- Born: 1926
- Died: November 23, 1984 (aged 57–58)
- Native name: 阿部 正
- Style: Aikido
- Teacher: Morihei Ueshiba

= Tadashi Abe =

Japanese aikido teacher (1926-1984)

Tadashi Abe (阿部 正, Abe Tadashi) (1926 – November 23, 1984) was the first aikido teacher to live and teach in the West. He began training in Aikido in Osaka in 1942 and went on to train directly under the founder of the art Morihei Ueshiba at Iwama as an uchideshi during World War II. In 1952, after graduating in law from Waseda University, he moved to France where he studied law at the Sorbonne and taught aikido as a 6th Dan representative of the Aikikai. After seven years, he returned to Japan. By 1964 he held the rank of 7th dan.

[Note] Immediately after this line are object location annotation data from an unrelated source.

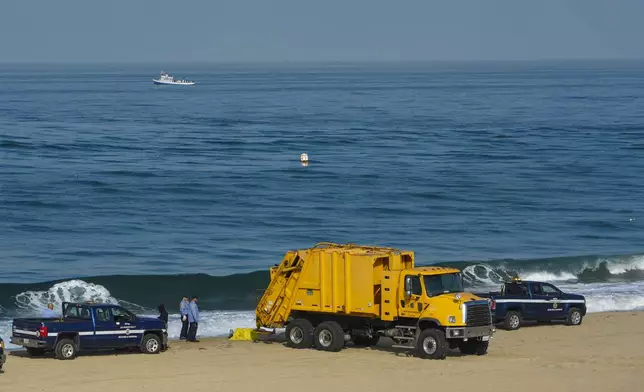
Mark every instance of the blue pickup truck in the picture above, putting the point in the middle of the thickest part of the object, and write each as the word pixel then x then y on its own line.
pixel 3 355
pixel 92 327
pixel 520 301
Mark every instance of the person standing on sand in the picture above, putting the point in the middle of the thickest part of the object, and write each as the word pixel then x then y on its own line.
pixel 183 309
pixel 193 317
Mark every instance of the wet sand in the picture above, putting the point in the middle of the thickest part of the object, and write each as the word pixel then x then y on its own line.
pixel 605 353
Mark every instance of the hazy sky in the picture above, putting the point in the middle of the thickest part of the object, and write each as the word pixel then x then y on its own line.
pixel 323 30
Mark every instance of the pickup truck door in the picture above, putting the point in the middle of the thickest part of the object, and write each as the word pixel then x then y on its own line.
pixel 126 327
pixel 548 306
pixel 106 330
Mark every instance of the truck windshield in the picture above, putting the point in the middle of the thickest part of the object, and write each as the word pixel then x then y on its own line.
pixel 443 284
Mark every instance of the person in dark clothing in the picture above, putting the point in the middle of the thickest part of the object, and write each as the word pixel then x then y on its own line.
pixel 163 314
pixel 183 310
pixel 193 317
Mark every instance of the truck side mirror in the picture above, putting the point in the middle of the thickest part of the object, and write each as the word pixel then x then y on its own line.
pixel 408 287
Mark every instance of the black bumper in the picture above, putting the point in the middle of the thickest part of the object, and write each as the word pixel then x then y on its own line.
pixel 27 342
pixel 484 332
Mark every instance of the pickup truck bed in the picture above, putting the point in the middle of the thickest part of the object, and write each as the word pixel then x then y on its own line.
pixel 89 327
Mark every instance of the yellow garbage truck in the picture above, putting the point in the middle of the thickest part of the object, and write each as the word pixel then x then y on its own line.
pixel 330 294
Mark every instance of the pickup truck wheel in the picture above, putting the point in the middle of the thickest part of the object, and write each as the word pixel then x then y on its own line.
pixel 299 333
pixel 574 317
pixel 66 349
pixel 151 344
pixel 35 352
pixel 365 341
pixel 329 336
pixel 512 320
pixel 431 344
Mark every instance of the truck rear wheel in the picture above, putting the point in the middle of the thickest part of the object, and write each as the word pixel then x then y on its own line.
pixel 329 336
pixel 431 344
pixel 299 333
pixel 66 349
pixel 151 344
pixel 574 317
pixel 365 341
pixel 512 320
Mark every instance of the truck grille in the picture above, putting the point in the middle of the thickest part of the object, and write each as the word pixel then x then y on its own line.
pixel 478 315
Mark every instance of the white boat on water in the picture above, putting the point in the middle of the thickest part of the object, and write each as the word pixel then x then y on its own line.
pixel 166 78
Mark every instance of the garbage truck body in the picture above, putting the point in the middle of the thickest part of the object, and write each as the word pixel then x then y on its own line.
pixel 330 294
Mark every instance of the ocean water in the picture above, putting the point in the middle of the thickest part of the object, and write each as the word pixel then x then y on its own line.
pixel 115 189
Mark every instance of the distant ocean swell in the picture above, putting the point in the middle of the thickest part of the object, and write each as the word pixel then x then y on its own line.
pixel 613 283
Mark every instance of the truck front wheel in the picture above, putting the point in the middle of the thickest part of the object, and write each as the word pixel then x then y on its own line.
pixel 512 320
pixel 431 344
pixel 66 349
pixel 151 344
pixel 329 336
pixel 299 333
pixel 574 317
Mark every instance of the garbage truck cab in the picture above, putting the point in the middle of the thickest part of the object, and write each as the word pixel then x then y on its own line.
pixel 330 294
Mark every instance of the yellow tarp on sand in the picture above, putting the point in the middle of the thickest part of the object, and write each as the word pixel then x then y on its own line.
pixel 244 334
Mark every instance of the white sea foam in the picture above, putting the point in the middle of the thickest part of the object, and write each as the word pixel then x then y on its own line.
pixel 32 303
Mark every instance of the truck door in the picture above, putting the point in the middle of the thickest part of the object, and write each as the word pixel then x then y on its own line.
pixel 128 334
pixel 545 305
pixel 411 304
pixel 106 334
pixel 553 308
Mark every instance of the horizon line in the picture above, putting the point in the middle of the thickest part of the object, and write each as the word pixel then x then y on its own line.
pixel 346 61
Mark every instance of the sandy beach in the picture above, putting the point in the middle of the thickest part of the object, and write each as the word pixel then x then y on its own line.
pixel 605 353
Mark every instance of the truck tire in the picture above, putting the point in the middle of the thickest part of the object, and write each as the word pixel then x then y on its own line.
pixel 481 347
pixel 66 349
pixel 431 344
pixel 512 320
pixel 468 347
pixel 365 341
pixel 329 336
pixel 299 333
pixel 151 344
pixel 574 317
pixel 35 352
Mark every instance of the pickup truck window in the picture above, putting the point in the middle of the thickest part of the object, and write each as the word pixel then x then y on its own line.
pixel 516 289
pixel 442 284
pixel 122 315
pixel 549 290
pixel 103 315
pixel 79 312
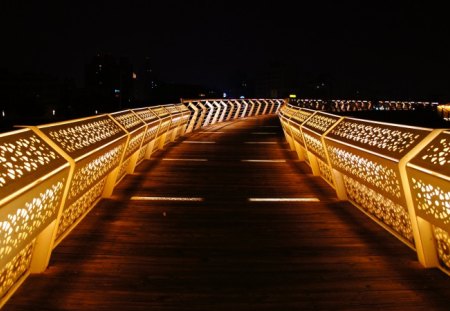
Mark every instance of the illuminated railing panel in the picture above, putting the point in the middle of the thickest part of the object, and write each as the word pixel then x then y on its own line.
pixel 52 175
pixel 398 175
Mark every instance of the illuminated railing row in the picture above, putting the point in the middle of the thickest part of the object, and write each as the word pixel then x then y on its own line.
pixel 210 111
pixel 360 105
pixel 52 175
pixel 397 175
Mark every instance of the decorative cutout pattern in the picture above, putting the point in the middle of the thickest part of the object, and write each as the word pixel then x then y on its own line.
pixel 442 238
pixel 431 200
pixel 393 215
pixel 297 135
pixel 123 170
pixel 82 136
pixel 437 154
pixel 134 144
pixel 397 141
pixel 151 134
pixel 27 220
pixel 127 120
pixel 321 122
pixel 79 207
pixel 377 175
pixel 314 145
pixel 302 115
pixel 94 170
pixel 145 114
pixel 14 269
pixel 325 172
pixel 22 156
pixel 142 154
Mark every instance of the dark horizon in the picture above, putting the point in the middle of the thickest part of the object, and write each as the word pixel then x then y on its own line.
pixel 389 50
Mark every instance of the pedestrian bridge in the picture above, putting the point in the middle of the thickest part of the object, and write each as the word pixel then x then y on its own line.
pixel 220 204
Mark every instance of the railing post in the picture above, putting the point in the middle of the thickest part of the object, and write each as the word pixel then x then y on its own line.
pixel 341 193
pixel 314 164
pixel 43 248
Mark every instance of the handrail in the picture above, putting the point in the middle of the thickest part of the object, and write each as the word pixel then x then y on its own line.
pixel 397 175
pixel 52 175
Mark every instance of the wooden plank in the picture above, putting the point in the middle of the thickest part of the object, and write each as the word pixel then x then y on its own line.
pixel 226 253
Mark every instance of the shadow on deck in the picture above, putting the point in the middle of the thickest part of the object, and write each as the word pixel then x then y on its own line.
pixel 224 252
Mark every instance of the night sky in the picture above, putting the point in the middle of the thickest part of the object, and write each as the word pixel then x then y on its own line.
pixel 370 45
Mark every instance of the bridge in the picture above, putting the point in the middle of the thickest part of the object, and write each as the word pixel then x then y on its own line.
pixel 220 204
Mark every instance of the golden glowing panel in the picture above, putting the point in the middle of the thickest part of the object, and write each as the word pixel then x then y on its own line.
pixel 27 220
pixel 371 173
pixel 160 112
pixel 81 137
pixel 288 112
pixel 151 133
pixel 431 200
pixel 325 171
pixel 314 145
pixel 134 144
pixel 145 114
pixel 79 207
pixel 384 139
pixel 302 115
pixel 164 127
pixel 321 122
pixel 391 214
pixel 94 170
pixel 436 155
pixel 14 269
pixel 442 238
pixel 142 154
pixel 24 157
pixel 128 120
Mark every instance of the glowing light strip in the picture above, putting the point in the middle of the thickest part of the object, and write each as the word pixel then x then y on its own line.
pixel 284 200
pixel 273 161
pixel 180 159
pixel 198 142
pixel 184 199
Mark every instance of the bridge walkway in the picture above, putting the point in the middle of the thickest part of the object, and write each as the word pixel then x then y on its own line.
pixel 182 233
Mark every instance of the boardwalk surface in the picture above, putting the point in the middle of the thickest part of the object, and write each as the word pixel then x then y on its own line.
pixel 226 252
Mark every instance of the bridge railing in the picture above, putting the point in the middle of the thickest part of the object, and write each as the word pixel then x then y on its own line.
pixel 398 175
pixel 205 112
pixel 52 175
pixel 339 105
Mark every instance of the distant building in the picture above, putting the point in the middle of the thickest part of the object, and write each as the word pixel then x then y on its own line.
pixel 109 84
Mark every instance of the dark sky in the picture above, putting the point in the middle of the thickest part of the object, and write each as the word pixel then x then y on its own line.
pixel 366 43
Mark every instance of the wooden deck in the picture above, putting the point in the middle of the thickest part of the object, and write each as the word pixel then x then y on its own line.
pixel 225 252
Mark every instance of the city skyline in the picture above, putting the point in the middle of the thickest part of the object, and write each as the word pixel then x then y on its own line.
pixel 373 48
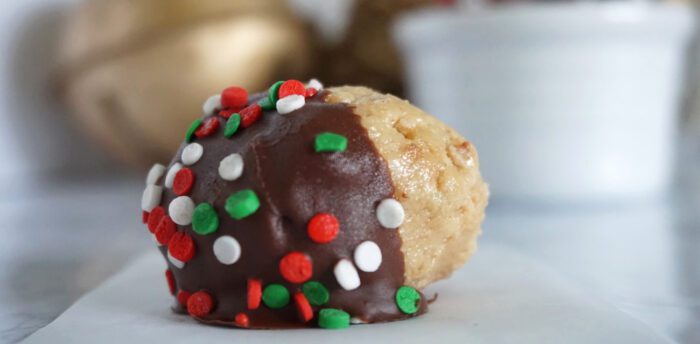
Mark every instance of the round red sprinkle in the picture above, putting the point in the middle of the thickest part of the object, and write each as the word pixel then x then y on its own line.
pixel 207 128
pixel 291 87
pixel 303 307
pixel 181 247
pixel 296 267
pixel 171 281
pixel 250 115
pixel 165 230
pixel 184 180
pixel 154 218
pixel 200 304
pixel 323 228
pixel 234 97
pixel 254 293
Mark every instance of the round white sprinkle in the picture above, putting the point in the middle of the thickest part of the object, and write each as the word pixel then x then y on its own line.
pixel 227 250
pixel 290 103
pixel 154 174
pixel 212 104
pixel 192 153
pixel 346 275
pixel 231 167
pixel 181 209
pixel 390 213
pixel 151 197
pixel 170 177
pixel 368 256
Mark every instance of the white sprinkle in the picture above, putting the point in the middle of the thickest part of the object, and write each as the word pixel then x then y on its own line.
pixel 290 103
pixel 227 250
pixel 181 209
pixel 192 153
pixel 368 256
pixel 231 167
pixel 151 197
pixel 170 177
pixel 346 275
pixel 212 104
pixel 154 174
pixel 390 213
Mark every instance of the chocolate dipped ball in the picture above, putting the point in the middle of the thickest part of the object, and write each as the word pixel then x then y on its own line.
pixel 312 207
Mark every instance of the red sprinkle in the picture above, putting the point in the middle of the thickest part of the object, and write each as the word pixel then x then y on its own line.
pixel 165 230
pixel 184 180
pixel 303 307
pixel 171 281
pixel 323 228
pixel 234 97
pixel 208 127
pixel 250 115
pixel 154 218
pixel 254 293
pixel 181 247
pixel 291 87
pixel 296 267
pixel 200 304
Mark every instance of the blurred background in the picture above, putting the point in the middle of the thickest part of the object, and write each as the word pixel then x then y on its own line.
pixel 586 115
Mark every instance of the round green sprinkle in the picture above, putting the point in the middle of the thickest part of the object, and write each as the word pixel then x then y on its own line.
pixel 204 219
pixel 275 296
pixel 232 125
pixel 408 299
pixel 330 142
pixel 193 127
pixel 316 293
pixel 241 204
pixel 333 319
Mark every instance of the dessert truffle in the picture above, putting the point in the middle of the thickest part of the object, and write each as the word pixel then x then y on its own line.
pixel 312 207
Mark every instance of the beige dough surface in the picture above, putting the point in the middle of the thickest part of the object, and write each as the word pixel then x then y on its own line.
pixel 436 176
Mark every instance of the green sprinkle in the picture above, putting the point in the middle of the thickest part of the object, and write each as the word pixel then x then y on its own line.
pixel 333 319
pixel 316 293
pixel 241 204
pixel 192 129
pixel 330 142
pixel 204 219
pixel 232 125
pixel 407 298
pixel 275 296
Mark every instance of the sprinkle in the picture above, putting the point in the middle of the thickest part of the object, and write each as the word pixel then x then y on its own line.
pixel 323 228
pixel 193 127
pixel 242 204
pixel 254 293
pixel 192 153
pixel 316 293
pixel 151 197
pixel 154 174
pixel 390 213
pixel 368 256
pixel 290 103
pixel 227 250
pixel 330 142
pixel 296 267
pixel 303 307
pixel 170 177
pixel 231 167
pixel 181 209
pixel 234 97
pixel 232 125
pixel 184 180
pixel 275 296
pixel 346 275
pixel 333 319
pixel 407 299
pixel 200 304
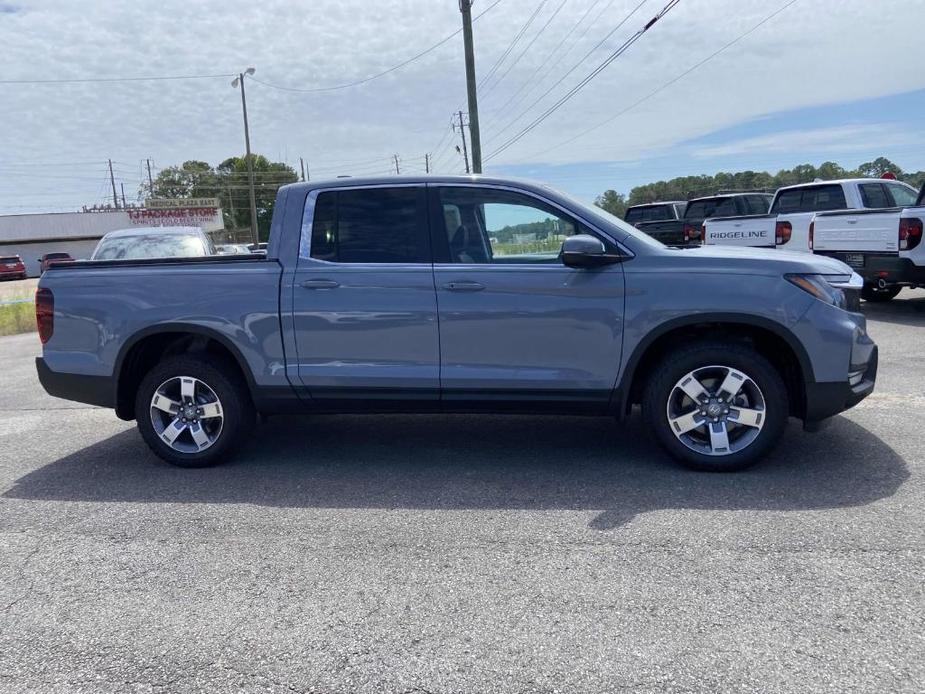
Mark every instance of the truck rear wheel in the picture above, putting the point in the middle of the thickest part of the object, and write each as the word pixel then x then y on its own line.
pixel 192 412
pixel 877 295
pixel 717 407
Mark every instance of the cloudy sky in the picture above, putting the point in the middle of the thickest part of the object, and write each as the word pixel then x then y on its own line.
pixel 823 79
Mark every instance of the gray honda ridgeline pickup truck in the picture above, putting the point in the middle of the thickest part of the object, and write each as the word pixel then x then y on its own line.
pixel 462 294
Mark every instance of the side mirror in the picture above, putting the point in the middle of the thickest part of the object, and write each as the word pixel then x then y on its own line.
pixel 584 251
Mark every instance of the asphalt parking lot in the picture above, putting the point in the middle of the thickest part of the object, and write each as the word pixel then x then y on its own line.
pixel 464 554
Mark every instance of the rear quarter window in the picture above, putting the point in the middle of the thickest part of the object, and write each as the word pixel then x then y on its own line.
pixel 810 199
pixel 658 213
pixel 714 207
pixel 903 195
pixel 875 196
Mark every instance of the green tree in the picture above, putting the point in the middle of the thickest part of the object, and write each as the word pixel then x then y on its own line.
pixel 685 187
pixel 229 183
pixel 613 202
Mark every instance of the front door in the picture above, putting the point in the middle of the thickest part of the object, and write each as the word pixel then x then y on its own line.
pixel 515 323
pixel 364 307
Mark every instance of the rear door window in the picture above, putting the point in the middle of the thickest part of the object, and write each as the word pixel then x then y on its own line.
pixel 822 198
pixel 370 225
pixel 875 196
pixel 903 195
pixel 757 204
pixel 787 201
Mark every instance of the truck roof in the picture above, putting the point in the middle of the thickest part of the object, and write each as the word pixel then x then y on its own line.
pixel 393 179
pixel 730 195
pixel 840 181
pixel 138 231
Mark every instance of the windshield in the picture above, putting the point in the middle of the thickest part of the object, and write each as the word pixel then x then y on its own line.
pixel 150 246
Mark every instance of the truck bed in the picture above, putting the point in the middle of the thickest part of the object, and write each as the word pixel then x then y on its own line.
pixel 101 305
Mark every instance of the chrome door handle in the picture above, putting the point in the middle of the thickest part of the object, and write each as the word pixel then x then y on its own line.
pixel 320 284
pixel 464 286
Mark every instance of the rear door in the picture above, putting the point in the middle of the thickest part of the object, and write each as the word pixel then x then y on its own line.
pixel 515 323
pixel 364 307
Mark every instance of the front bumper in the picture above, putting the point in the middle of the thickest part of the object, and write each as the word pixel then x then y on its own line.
pixel 92 390
pixel 824 400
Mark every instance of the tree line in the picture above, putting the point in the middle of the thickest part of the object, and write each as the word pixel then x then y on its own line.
pixel 686 187
pixel 228 182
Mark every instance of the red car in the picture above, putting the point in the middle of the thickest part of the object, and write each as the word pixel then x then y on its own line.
pixel 53 258
pixel 12 268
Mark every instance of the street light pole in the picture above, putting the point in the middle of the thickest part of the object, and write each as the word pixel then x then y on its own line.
pixel 239 81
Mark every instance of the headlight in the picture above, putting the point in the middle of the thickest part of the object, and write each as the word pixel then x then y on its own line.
pixel 838 290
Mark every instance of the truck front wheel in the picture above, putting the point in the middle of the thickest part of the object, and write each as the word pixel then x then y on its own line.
pixel 192 412
pixel 716 406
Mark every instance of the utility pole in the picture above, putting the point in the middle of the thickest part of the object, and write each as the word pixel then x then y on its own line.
pixel 465 153
pixel 465 6
pixel 150 180
pixel 112 179
pixel 239 81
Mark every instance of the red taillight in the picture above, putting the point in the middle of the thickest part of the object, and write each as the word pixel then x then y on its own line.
pixel 910 233
pixel 45 314
pixel 691 233
pixel 782 232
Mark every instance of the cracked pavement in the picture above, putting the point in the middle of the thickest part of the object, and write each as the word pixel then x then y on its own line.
pixel 464 553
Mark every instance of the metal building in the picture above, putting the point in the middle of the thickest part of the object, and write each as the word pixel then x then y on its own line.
pixel 30 236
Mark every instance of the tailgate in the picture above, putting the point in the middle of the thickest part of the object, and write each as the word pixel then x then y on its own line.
pixel 873 233
pixel 751 231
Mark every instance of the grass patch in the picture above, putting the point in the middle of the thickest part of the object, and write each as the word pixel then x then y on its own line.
pixel 17 318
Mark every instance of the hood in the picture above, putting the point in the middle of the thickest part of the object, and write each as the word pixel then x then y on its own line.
pixel 761 260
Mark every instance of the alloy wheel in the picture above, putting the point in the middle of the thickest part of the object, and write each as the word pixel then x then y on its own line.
pixel 716 410
pixel 186 414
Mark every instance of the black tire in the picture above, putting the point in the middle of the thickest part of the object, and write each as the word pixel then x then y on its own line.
pixel 877 296
pixel 677 363
pixel 224 379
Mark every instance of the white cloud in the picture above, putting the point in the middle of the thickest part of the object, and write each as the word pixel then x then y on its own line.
pixel 838 139
pixel 816 52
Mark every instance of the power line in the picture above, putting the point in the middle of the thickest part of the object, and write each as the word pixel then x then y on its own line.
pixel 510 47
pixel 526 48
pixel 74 80
pixel 572 69
pixel 574 90
pixel 530 81
pixel 357 83
pixel 672 80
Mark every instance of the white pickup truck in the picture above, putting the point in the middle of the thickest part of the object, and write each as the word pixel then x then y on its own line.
pixel 883 246
pixel 793 208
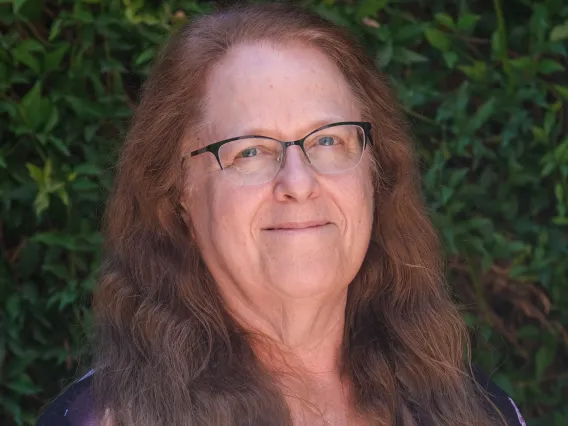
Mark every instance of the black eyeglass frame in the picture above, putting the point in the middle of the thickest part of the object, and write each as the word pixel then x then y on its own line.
pixel 216 146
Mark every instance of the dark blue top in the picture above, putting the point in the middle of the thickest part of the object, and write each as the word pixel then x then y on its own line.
pixel 74 407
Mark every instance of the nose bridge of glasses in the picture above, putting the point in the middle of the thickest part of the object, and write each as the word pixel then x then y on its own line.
pixel 300 144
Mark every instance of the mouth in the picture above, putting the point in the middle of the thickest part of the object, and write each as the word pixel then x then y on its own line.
pixel 297 226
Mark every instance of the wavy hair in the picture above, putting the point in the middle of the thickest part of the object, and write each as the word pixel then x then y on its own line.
pixel 166 350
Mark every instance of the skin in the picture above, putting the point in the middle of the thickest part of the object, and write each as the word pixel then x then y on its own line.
pixel 289 285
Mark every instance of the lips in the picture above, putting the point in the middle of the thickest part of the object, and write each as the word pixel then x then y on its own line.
pixel 291 226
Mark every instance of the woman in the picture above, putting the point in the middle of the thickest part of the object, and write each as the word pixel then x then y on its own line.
pixel 250 280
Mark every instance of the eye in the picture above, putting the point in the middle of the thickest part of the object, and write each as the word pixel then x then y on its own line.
pixel 326 141
pixel 248 153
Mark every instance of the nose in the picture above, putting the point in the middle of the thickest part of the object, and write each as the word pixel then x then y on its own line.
pixel 297 180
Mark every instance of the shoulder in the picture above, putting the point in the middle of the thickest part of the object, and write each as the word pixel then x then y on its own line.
pixel 73 407
pixel 501 400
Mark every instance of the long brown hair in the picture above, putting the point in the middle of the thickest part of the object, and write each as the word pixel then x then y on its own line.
pixel 167 352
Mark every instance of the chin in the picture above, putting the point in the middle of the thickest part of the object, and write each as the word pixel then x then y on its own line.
pixel 303 286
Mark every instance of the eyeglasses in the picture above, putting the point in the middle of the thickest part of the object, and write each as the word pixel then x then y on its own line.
pixel 254 160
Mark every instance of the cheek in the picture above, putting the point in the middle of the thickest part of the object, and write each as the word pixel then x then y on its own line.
pixel 232 211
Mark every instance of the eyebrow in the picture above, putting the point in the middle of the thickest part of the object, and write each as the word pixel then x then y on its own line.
pixel 261 131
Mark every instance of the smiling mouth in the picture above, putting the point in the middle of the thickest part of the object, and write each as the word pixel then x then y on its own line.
pixel 297 226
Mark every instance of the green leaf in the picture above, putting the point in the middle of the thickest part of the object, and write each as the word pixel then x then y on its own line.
pixel 384 55
pixel 562 90
pixel 53 59
pixel 35 172
pixel 560 32
pixel 24 54
pixel 451 58
pixel 369 8
pixel 549 66
pixel 30 106
pixel 543 358
pixel 437 39
pixel 467 21
pixel 445 19
pixel 406 56
pixel 477 71
pixel 498 45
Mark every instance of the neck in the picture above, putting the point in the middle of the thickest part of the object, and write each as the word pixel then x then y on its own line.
pixel 293 333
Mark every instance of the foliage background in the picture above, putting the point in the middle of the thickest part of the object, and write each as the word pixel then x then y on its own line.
pixel 482 82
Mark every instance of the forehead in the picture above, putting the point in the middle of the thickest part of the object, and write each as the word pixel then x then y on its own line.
pixel 284 90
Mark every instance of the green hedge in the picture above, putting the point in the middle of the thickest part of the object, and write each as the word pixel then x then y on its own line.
pixel 483 83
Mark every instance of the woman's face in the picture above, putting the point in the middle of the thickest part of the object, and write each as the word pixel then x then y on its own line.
pixel 243 232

Aikido had been introduced into France a year earlier by Minoru Mochizuki during a visit, but it was Tadashi Abe's teaching at the judo dojo of Mikonosuke Kawaishi where aikido was first taught on a regular basis in the West.

In his beginning years in aikido, Abe had been very keen on ascertaining the martial effectiveness of the art. He wrote two books on aikido in French, and a scathing letter in critique of Koichi Tohei´s decision to break from the Aikikai and start his own Ki Society. He was the cousin of New York Aikikai chief instructor Yoshimitsu Yamada.